How can we obtain the virtual bond quantum numbers in the first place? Let’s illustrate this via the XXZ Heisenberg model, with Hamiltonian represented as

\[H = \sum_{j=1}^{L-1} \left( \tfrac{1}{2} J\,S^{+}_j S^{-}_{j+1} + \tfrac{1}{2} J\,S^{-}_j S^{+}_{j+1} + \Delta\,S^z_j S^z_{j+1} \right) - \sum_{j=1}^L h\,S^z_j\]
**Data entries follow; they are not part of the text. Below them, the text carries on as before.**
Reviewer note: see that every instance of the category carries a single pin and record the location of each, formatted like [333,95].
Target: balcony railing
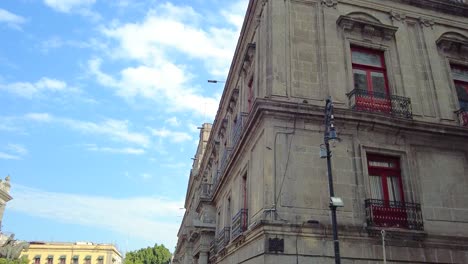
[381,213]
[238,128]
[363,100]
[239,223]
[223,238]
[224,160]
[463,115]
[213,250]
[205,190]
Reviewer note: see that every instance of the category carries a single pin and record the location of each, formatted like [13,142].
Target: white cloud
[174,136]
[131,151]
[117,130]
[163,44]
[18,149]
[165,83]
[146,176]
[148,218]
[39,117]
[12,20]
[29,90]
[66,6]
[170,28]
[4,155]
[173,121]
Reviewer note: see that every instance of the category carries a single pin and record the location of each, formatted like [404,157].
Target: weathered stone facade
[258,192]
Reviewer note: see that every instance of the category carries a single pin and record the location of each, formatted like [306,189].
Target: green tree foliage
[150,255]
[22,260]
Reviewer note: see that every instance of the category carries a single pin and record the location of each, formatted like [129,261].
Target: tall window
[250,95]
[385,178]
[370,79]
[387,202]
[460,78]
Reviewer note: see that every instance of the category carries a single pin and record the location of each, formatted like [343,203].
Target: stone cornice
[445,6]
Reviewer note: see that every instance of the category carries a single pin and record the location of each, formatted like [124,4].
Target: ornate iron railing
[239,223]
[205,190]
[238,128]
[223,238]
[363,100]
[224,160]
[463,115]
[213,250]
[381,213]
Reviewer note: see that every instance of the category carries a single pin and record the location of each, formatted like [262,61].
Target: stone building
[71,253]
[397,71]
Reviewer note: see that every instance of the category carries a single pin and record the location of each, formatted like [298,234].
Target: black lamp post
[330,134]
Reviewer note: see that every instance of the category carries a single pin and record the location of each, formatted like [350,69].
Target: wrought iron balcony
[224,160]
[239,223]
[205,190]
[238,128]
[223,238]
[381,213]
[463,115]
[213,250]
[363,100]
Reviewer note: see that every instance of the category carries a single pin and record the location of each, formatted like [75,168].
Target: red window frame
[372,102]
[388,213]
[384,172]
[462,83]
[250,95]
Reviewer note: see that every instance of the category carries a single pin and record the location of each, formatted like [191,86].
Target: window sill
[397,233]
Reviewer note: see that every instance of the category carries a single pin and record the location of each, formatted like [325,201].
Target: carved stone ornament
[369,29]
[233,100]
[454,43]
[249,57]
[426,22]
[330,3]
[397,16]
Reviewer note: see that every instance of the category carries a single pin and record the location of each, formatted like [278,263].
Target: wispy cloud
[30,90]
[4,155]
[13,152]
[131,151]
[173,121]
[147,218]
[12,20]
[157,44]
[117,130]
[174,136]
[18,149]
[67,6]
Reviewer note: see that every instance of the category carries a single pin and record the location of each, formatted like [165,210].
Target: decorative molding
[397,16]
[249,57]
[453,43]
[369,29]
[426,22]
[233,100]
[330,3]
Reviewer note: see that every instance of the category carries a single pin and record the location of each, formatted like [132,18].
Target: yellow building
[72,253]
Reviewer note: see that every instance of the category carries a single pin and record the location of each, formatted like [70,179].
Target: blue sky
[100,104]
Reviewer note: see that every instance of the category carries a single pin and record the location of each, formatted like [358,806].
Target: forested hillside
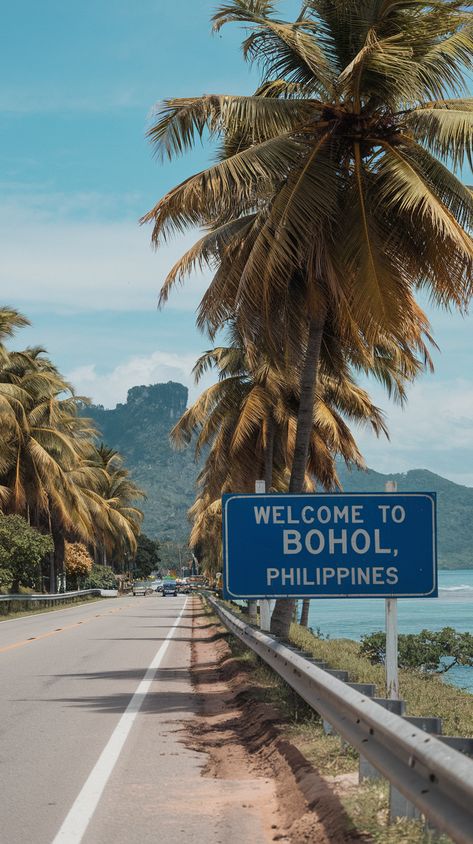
[140,428]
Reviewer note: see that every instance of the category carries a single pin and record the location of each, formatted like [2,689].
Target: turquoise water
[350,619]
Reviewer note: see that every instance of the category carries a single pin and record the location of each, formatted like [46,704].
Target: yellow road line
[29,641]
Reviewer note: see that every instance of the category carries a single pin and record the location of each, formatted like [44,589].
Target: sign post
[265,608]
[392,672]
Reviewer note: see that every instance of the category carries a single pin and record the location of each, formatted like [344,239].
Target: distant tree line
[67,503]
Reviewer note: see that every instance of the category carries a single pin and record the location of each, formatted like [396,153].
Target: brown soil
[242,739]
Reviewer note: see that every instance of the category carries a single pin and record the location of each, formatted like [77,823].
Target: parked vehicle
[142,587]
[169,588]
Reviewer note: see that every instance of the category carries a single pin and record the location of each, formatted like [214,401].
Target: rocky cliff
[140,429]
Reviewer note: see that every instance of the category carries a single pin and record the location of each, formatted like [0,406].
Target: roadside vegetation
[59,488]
[335,197]
[366,804]
[425,694]
[19,610]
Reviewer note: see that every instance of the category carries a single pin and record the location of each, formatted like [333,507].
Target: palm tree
[247,423]
[338,168]
[110,495]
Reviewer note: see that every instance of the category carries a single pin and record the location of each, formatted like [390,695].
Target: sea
[351,618]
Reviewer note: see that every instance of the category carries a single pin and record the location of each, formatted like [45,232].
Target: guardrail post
[400,806]
[367,771]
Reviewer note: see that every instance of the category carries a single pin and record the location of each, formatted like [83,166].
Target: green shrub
[432,651]
[22,550]
[425,694]
[101,577]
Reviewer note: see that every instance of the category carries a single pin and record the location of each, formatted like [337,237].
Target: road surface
[93,708]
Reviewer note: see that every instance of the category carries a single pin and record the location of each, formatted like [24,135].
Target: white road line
[78,819]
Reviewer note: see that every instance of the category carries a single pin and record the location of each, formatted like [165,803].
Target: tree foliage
[428,651]
[78,562]
[147,556]
[51,470]
[22,551]
[333,199]
[100,577]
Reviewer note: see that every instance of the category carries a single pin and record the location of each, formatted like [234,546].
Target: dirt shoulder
[241,734]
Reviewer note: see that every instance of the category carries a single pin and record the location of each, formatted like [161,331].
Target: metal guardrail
[435,778]
[58,596]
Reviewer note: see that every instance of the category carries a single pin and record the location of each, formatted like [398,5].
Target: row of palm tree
[52,472]
[332,203]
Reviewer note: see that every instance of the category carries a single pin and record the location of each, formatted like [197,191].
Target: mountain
[140,429]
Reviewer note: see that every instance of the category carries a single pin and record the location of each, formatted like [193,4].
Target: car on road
[142,587]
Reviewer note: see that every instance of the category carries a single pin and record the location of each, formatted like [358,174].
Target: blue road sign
[354,545]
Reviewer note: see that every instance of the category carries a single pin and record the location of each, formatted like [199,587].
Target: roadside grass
[424,694]
[41,610]
[366,804]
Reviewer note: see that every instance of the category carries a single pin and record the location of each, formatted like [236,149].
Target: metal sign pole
[392,673]
[265,608]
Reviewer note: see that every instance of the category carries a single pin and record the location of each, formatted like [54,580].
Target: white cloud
[94,265]
[49,100]
[110,388]
[434,431]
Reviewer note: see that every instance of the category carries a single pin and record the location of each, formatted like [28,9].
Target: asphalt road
[93,704]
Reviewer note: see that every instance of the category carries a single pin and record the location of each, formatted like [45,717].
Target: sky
[79,85]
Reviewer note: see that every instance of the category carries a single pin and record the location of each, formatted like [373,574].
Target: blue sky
[79,82]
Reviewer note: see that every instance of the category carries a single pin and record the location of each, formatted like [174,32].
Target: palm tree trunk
[284,609]
[304,622]
[269,453]
[59,550]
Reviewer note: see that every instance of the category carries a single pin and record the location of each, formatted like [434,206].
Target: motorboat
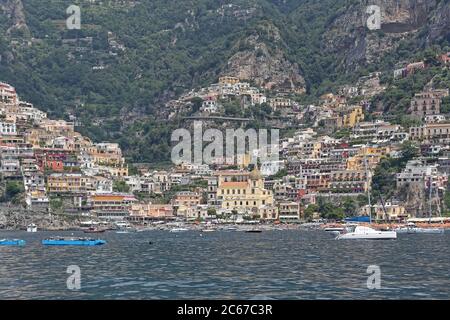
[72,242]
[178,230]
[32,228]
[366,233]
[12,242]
[94,230]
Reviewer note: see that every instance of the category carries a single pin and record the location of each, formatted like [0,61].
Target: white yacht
[178,230]
[32,228]
[366,233]
[358,232]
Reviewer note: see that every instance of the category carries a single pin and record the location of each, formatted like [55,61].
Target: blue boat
[72,242]
[12,242]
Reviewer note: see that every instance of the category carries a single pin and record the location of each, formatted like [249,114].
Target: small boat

where \(S^{\pm}_j\) are the spin raising and lowering operators at site \(j\), respectively, and \(S^z_j = \frac{1}{2} \sigma^z_j\). As one might guess, the raising and lowering operators change the spin quantum number by \(1\) (such that the overall net effect of both \(S^{+}_j S^{-}_{j+1}\) and \(S^{-}_j S^{+}_{j+1}\) is zero). We can translate this into code by sandwiching the virtual bond quantum number \(1\) between \(S^{+}_j\) and \(S^{-}_{j+1}\), and likewise \(-1\) between \(S^{-}_j\) and \(S^{+}_{j+1}\). (To avoid any numerical rounding issues, quantum numbers are generally stored as integers, and thus we multiply all spin quantum numbers by \(2\) in the code.) By the same functionality as above, the quantum numbers are copied from the operator chains to the graph and finally into the virtual bond quantum numbers of the MPO, endowing MPO representation of the Hamiltonian with quantum numbers. See hamiltonian.py for the concrete implementation.

[16]:
# Hamiltonian parameters
J =  1.0
D =  0.8
h = -0.1
# construct XXZ Heisenberg Hamiltonian as MPO
mpo_xxz = ptn.heisenberg_xxz_mpo(L, J, D, h)
[17]:
# physical quantum numbers (multiplied by 2)
mpo_xxz.qd
[17]:
array([ 1, -1])
[18]:
# virtual bond dimensions
mpo_xxz.bond_dims
[18]:
[1, 5, 5, 5, 5, 5, 5, 5, 1]
[19]:
# virtual bond quantum numbers of third bond (multiplied by 2)
mpo_xxz.qD[3]
[19]:
array([ 0,  2,  0, -2,  0])
[20]:
# sparsity pattern consistency check
ptn.is_qsparse(mpo_xxz.A[3], [mpo_xxz.qd, -mpo_xxz.qd, mpo_xxz.qD[3], -mpo_xxz.qD[4]])
[20]:
True

Note that we can effectively disable quantum numbers by setting them all to zero, since the above sparsity pattern rule is then always trivially satisfied.